実務経験も栄養士学校の修業年数に基づき定められており、栄養士から管理栄養士をめざす場合は、最低でも5年以上の年月が必要です。
すでに社会人として働いている人のなかには「通信で資格を取得できないか」と考える方もいると思いますが、通信教育はありません。
すべての養成学校で通学が必要です。
また、栄養士としてすでに働いている方は、日々の業務をこなしながら管理栄養士の試験対策をするため、勉強時間の確保に苦慮するケースも少なくありません。
養成学校はすべて昼のみ
前述のとおり、管理栄養士になるには管理栄養士養成所、または栄養士の学校に通うことが必須です。

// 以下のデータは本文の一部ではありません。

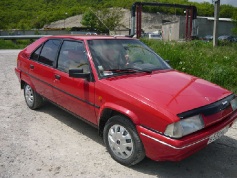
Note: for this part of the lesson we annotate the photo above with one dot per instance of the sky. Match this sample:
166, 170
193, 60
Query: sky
230, 2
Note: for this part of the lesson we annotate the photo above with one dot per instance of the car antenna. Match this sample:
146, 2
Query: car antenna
99, 19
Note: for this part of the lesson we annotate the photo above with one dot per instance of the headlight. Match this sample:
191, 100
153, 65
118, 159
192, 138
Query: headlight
234, 104
185, 127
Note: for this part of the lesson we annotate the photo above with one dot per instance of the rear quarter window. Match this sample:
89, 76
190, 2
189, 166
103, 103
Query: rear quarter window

それに加えて、現在ある栄養士関係の養成所はすべて昼間部の学校となります。
栄養士の資格を取るには座学だけではなく、実習や実験も多く行わなければなりません。
したがって、夜間のみでは必要な知識・技術を習得できないのです。
まだ小さな子どもがいる方や仕事をしている方の場合、昼間の学校に通うことは難しいことから、管理栄養士をめざす難易度は高いといえるでしょう。
管理栄養士の資格取得のハードルは高いが、しっかり勉強すれば大丈夫
管理栄養士は国家試験も合格率が低く、かつ国家試験の受験資格を得るまでの道も時間がかかります。
しかし、新卒者の国家試験合格率は90%を超えているため、確実な合格をめざすのであれば、管理栄養士養成学校を経るルートを選ぶと良いでしょう。
既卒者は働きながら勉強する必要があるため合格率が大きく落ちますが、適切な勉強方法を選べば合格率を高めることができます。
自分に合った勉強法を探しながら、管理栄養士の道を検討してみましょう。